The leading edge element 202 may be pivoted either in concert with pivoting movement of the rudder 206, or it may be pivoted independently of movement of the rudder. The capability to both pivot and linearly extend the leading edge element 202 from the main element 204 provides even further control over the maximum yawing moment that the leading edge element 202 is able to generate at a given airspeed.

While various embodiments have been described, those skilled in the art will recognize modifications or variations which might be made without departing from the present disclosure. The examples illustrate the various embodiments and are not intended to limit the present disclosure.

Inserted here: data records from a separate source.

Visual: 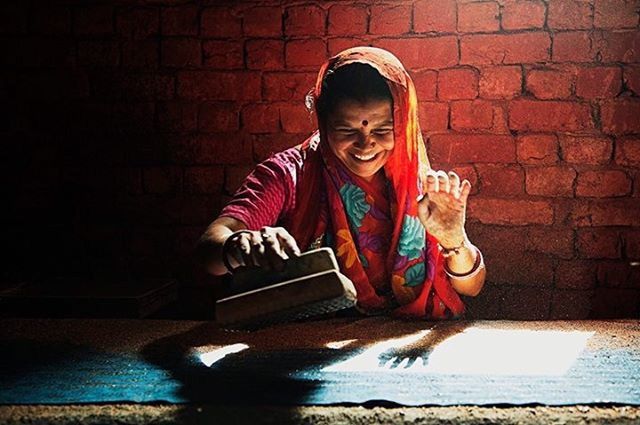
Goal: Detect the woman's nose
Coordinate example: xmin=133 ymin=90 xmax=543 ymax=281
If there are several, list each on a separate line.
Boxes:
xmin=358 ymin=133 xmax=375 ymax=146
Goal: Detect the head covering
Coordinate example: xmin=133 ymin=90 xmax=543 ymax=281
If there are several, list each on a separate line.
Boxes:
xmin=288 ymin=46 xmax=464 ymax=319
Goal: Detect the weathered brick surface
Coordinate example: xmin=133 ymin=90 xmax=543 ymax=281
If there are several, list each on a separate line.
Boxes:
xmin=6 ymin=0 xmax=640 ymax=319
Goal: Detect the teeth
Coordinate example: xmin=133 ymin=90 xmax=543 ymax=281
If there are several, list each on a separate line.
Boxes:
xmin=353 ymin=154 xmax=376 ymax=161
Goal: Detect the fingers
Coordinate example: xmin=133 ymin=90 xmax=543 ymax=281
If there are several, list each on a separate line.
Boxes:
xmin=460 ymin=179 xmax=471 ymax=204
xmin=426 ymin=170 xmax=471 ymax=200
xmin=448 ymin=171 xmax=460 ymax=199
xmin=229 ymin=226 xmax=300 ymax=271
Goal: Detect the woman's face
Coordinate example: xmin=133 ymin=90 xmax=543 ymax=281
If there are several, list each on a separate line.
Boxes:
xmin=327 ymin=100 xmax=394 ymax=181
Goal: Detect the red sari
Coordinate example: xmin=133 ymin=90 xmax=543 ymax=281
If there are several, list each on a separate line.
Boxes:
xmin=287 ymin=47 xmax=465 ymax=319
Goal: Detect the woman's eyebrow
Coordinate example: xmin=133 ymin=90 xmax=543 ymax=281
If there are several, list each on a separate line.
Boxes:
xmin=333 ymin=120 xmax=393 ymax=127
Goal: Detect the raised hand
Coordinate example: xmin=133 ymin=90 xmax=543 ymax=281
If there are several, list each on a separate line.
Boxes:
xmin=418 ymin=170 xmax=471 ymax=247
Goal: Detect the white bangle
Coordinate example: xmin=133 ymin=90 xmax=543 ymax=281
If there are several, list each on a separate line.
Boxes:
xmin=444 ymin=244 xmax=484 ymax=280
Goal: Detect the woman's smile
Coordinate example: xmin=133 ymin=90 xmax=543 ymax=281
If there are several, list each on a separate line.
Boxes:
xmin=327 ymin=100 xmax=394 ymax=180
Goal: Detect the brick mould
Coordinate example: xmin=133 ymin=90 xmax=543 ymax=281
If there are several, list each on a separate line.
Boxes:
xmin=0 ymin=0 xmax=640 ymax=319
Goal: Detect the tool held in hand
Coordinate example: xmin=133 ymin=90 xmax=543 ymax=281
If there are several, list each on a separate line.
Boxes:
xmin=216 ymin=247 xmax=356 ymax=329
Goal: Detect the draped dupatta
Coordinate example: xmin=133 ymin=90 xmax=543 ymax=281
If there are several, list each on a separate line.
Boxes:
xmin=288 ymin=46 xmax=465 ymax=319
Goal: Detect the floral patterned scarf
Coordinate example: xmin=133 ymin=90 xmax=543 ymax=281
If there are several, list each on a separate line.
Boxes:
xmin=288 ymin=46 xmax=465 ymax=319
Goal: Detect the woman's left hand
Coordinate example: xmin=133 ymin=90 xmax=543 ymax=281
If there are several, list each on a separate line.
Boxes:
xmin=418 ymin=170 xmax=471 ymax=247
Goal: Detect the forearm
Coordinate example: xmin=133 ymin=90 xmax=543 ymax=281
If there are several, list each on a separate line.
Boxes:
xmin=196 ymin=220 xmax=245 ymax=276
xmin=445 ymin=235 xmax=486 ymax=297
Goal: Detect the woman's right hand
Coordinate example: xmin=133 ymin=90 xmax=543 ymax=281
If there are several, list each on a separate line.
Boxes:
xmin=226 ymin=226 xmax=300 ymax=271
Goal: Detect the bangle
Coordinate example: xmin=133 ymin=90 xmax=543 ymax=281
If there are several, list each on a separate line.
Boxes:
xmin=438 ymin=238 xmax=467 ymax=258
xmin=444 ymin=245 xmax=484 ymax=279
xmin=222 ymin=229 xmax=251 ymax=273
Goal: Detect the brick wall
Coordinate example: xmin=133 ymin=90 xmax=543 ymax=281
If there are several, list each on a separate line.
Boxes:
xmin=0 ymin=0 xmax=640 ymax=319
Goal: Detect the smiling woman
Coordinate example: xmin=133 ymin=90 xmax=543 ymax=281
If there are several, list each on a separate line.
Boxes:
xmin=199 ymin=47 xmax=485 ymax=319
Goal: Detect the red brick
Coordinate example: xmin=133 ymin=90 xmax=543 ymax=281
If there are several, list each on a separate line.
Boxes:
xmin=500 ymin=284 xmax=553 ymax=320
xmin=623 ymin=65 xmax=640 ymax=96
xmin=622 ymin=229 xmax=640 ymax=260
xmin=576 ymin=67 xmax=622 ymax=99
xmin=600 ymin=99 xmax=640 ymax=134
xmin=161 ymin=38 xmax=202 ymax=68
xmin=0 ymin=2 xmax=30 ymax=34
xmin=596 ymin=261 xmax=640 ymax=288
xmin=242 ymin=6 xmax=282 ymax=37
xmin=485 ymin=252 xmax=553 ymax=286
xmin=253 ymin=133 xmax=308 ymax=162
xmin=468 ymin=197 xmax=553 ymax=226
xmin=526 ymin=69 xmax=574 ymax=99
xmin=329 ymin=4 xmax=368 ymax=35
xmin=241 ymin=104 xmax=280 ymax=133
xmin=202 ymin=40 xmax=244 ymax=69
xmin=246 ymin=40 xmax=284 ymax=70
xmin=458 ymin=2 xmax=500 ymax=32
xmin=516 ymin=134 xmax=558 ymax=165
xmin=73 ymin=5 xmax=114 ymax=35
xmin=327 ymin=36 xmax=370 ymax=56
xmin=476 ymin=164 xmax=524 ymax=196
xmin=160 ymin=5 xmax=199 ymax=35
xmin=278 ymin=103 xmax=317 ymax=133
xmin=479 ymin=66 xmax=522 ymax=99
xmin=438 ymin=68 xmax=478 ymax=100
xmin=593 ymin=0 xmax=638 ymax=28
xmin=31 ymin=4 xmax=71 ymax=35
xmin=576 ymin=228 xmax=620 ymax=258
xmin=199 ymin=103 xmax=240 ymax=133
xmin=418 ymin=102 xmax=449 ymax=131
xmin=460 ymin=32 xmax=551 ymax=65
xmin=78 ymin=40 xmax=120 ymax=66
xmin=502 ymin=0 xmax=546 ymax=30
xmin=429 ymin=134 xmax=516 ymax=164
xmin=156 ymin=102 xmax=198 ymax=133
xmin=285 ymin=38 xmax=327 ymax=70
xmin=570 ymin=199 xmax=640 ymax=227
xmin=509 ymin=99 xmax=594 ymax=131
xmin=556 ymin=260 xmax=596 ymax=289
xmin=589 ymin=288 xmax=640 ymax=319
xmin=284 ymin=5 xmax=326 ymax=37
xmin=560 ymin=135 xmax=613 ymax=165
xmin=576 ymin=170 xmax=631 ymax=198
xmin=451 ymin=100 xmax=493 ymax=130
xmin=142 ymin=167 xmax=182 ymax=193
xmin=92 ymin=72 xmax=175 ymax=100
xmin=122 ymin=40 xmax=160 ymax=71
xmin=167 ymin=132 xmax=252 ymax=165
xmin=527 ymin=227 xmax=573 ymax=259
xmin=413 ymin=0 xmax=456 ymax=33
xmin=526 ymin=167 xmax=576 ymax=197
xmin=369 ymin=5 xmax=411 ymax=35
xmin=116 ymin=7 xmax=160 ymax=39
xmin=551 ymin=31 xmax=595 ymax=62
xmin=547 ymin=0 xmax=592 ymax=30
xmin=411 ymin=70 xmax=438 ymax=100
xmin=178 ymin=71 xmax=260 ymax=100
xmin=200 ymin=7 xmax=242 ymax=38
xmin=263 ymin=72 xmax=316 ymax=102
xmin=374 ymin=36 xmax=458 ymax=69
xmin=184 ymin=166 xmax=224 ymax=193
xmin=593 ymin=30 xmax=640 ymax=63
xmin=549 ymin=290 xmax=593 ymax=320
xmin=616 ymin=138 xmax=640 ymax=168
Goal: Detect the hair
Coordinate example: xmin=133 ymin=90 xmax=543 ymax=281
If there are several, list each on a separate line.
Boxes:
xmin=306 ymin=62 xmax=393 ymax=122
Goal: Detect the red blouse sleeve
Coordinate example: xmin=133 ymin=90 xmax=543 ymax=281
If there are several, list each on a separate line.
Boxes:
xmin=220 ymin=149 xmax=295 ymax=230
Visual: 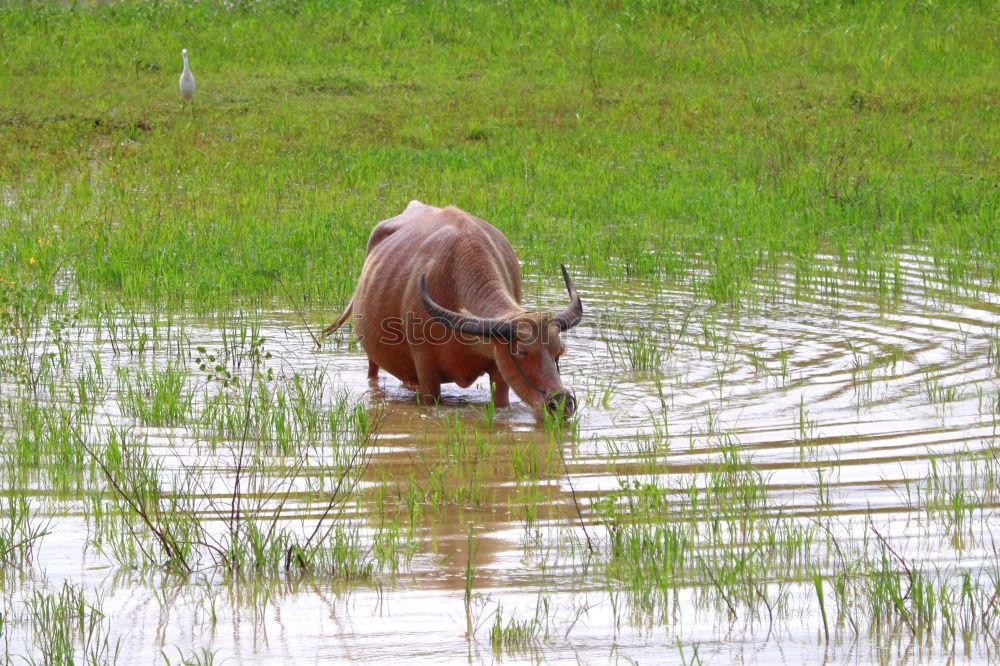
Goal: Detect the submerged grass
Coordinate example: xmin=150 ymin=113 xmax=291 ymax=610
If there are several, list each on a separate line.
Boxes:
xmin=0 ymin=0 xmax=1000 ymax=663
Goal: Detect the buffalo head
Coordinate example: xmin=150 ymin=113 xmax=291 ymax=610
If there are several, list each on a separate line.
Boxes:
xmin=420 ymin=266 xmax=583 ymax=416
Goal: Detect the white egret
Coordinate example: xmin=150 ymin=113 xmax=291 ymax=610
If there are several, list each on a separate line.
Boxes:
xmin=181 ymin=49 xmax=194 ymax=112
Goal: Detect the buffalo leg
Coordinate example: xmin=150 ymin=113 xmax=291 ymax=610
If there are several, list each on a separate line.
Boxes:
xmin=415 ymin=358 xmax=441 ymax=403
xmin=487 ymin=363 xmax=510 ymax=407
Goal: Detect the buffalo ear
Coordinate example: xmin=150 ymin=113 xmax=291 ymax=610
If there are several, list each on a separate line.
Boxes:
xmin=552 ymin=264 xmax=583 ymax=331
xmin=420 ymin=275 xmax=514 ymax=342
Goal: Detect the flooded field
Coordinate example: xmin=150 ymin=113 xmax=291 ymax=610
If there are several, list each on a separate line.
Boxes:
xmin=0 ymin=256 xmax=1000 ymax=664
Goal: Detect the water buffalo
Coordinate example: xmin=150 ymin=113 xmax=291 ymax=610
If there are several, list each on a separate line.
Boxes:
xmin=323 ymin=201 xmax=583 ymax=415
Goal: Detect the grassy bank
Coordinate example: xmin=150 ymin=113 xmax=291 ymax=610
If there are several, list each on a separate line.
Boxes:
xmin=0 ymin=2 xmax=1000 ymax=309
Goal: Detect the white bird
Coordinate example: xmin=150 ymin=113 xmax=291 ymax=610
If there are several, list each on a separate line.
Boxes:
xmin=181 ymin=49 xmax=194 ymax=108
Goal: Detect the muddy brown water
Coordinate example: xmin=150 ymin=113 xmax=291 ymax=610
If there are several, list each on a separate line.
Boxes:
xmin=4 ymin=256 xmax=1000 ymax=663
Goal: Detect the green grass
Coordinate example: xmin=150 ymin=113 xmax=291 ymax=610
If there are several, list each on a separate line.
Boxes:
xmin=0 ymin=0 xmax=1000 ymax=312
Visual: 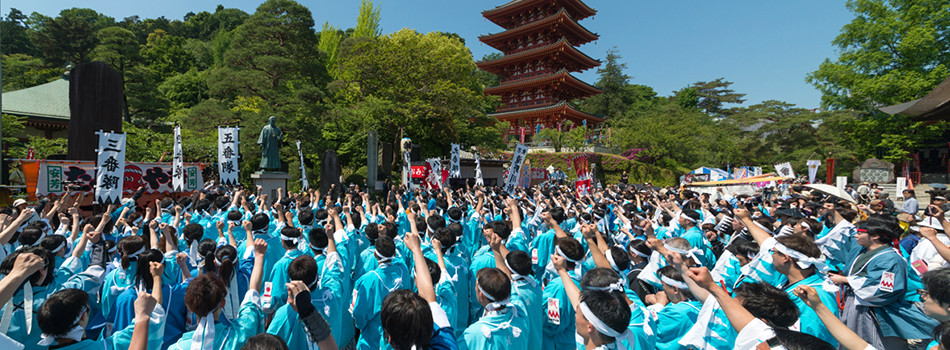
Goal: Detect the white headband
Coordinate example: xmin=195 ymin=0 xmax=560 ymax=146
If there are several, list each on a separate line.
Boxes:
xmin=584 ymin=279 xmax=623 ymax=293
xmin=604 ymin=249 xmax=623 ymax=272
xmin=773 ymin=242 xmax=831 ymax=273
xmin=660 ymin=276 xmax=689 ymax=289
xmin=36 ymin=307 xmax=88 ymax=346
xmin=663 ymin=243 xmax=705 ymax=258
xmin=579 ymin=302 xmax=633 ymax=344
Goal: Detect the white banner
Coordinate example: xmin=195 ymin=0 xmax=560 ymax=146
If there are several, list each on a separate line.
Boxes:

Therefore, the description and claims should be interpreted liberally with only such limitation as is necessary in view of the pertinent prior art.

Claims

1. An airborne mobile platform comprising:

a vertical tail;

said vertical tail including a leading edge element and a main element, the leading edge element being movable linearly in accordance with a longitudinal centerline of the main element between an extended position and a retracted position to change a distance of a gap between the leading edge element and the main element, and to thus increase a maximum aerodynamic yawing moment provided by the vertical tail.

2. The airborne mobile platform of claim 1, wherein movement of said vertical tail increases said maximum yawing moment for both positive and negative sideslip angles.

3. The airborne mobile platform of claim 1, wherein said leading edge element features a shape that is symmetric about a cruise cord-line of the vertical tail.

4. The airborne mobile platform of claim 1, wherein said leading edge element is pivotally supported from said main element.

5. The airborne mobile platform of claim 1, wherein said leading edge element is further pivotally movable relative to said main element.

6. The airborne mobile platform of claim 1, wherein said vertical tail includes a pivotally moveable rudder that is controlled with movement of said leading edge element.

7. The airborne mobile platform of claim 5, wherein said tail further comprises a pivotally mounted rudder.

8. The airborne mobile platform of claim 7, wherein said rudder is pivoted in connection with movement of said leading edge element.

9. The airborne mobile platform of claim 1, further including an actuator for moving said leading edge element.

10. The airborne mobile platform of claim 9, wherein said actuator comprises a hydraulic actuator.

11. The airborne mobile platform of claim 9, wherein said actuator comprises an electromechanical actuator.

12. The airborne mobile platform of claim 9, wherein said actuator comprises a pneumatic actuator.